Que ce soit à gauche ou à
droite, les hommes et femmes politiques sont animés par des intérêts
personnels bien éloignés des intérêts collectifs qu’ils prétendent
incarner et défendre. Parions que Ségolène Royal attend Martine
Aubry au tournant, et/ou le contraire. Les responsables politiques
se divisent sans cesse au sein des mêmes familles pour arriver au
pouvoir. Mais quand ils sont au pouvoir, non seulement doivent-ils
affronter la rue et l’opposition, mais ils doivent surtout se méfier
de leurs pires amis. Les hommes et femmes politiques s’épuisent
ainsi en alternances factices et quand ils arrivent aux commandes,
ils n’ont plus l’énergie pour tenir la barre. À force de penser aux
intérêts du parti, on en oublie les intérêts de la nation.
C’est que la plupart des
hommes et femmes politiques n’échappent pas à la condition des êtres
humains en général. Ils sont comme ces traders qu’ils clouent au
pilori chaque jour. Ils ne sont pas au-dessus de la mêlée.
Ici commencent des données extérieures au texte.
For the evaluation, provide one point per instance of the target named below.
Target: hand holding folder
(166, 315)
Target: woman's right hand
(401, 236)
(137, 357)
C’est
pourquoi il faut veiller à ne pas trop leur déléguer de pouvoir
arbitraire, notamment dans le domaine économique et social. C’est
d’ailleurs l’hypothèse centrale du raisonnement économique: les
individus cherchent d’abord à maximiser leurs propres intérêts.
C’est en raison de cette
hypothèse que les économistes aussi sont raillés par d’autres
disciplines des sciences humaines qui prêteraient aux individus des
mobiles plus nobles. Mais l’intérêt personnel n’est pas un mobile
ignoble, comme l’a très bien démontré Adam Smith dans sa Théorie
des sentiments moraux. Un individu raisonnable peut estimer
qu’il est dans son intérêt personnel d’apporter du bien autour de
lui, d’être généreux, de se consacrer à des activités artistiques
sociales ou humanitaires. Mais l’attrait du pouvoir fait souvent
perdre la raison.
Mouvements sociaux et crise économique |
En son temps,
George W. Bush a battu les sommets d’impopularité aux USA. Pourtant,
jamais les citoyens américains ne sont descendus dans la rue pour
bloquer leur propre pays. On peut évidemment être contre un
gouvernement mais cela ne donne pas le droit de mettre en danger
l’économie de son pays. Les Américains ont assumé leur choix
électoral jusqu'au bout, sachant qu’ils auraient la possibilité de
changer le moment venu. Aujourd’hui, un grand espoir se porte sur le
nouveau président Obama tandis que l’alternance démocratique s’est
produite dans un processus exemplaire pour le reste du monde.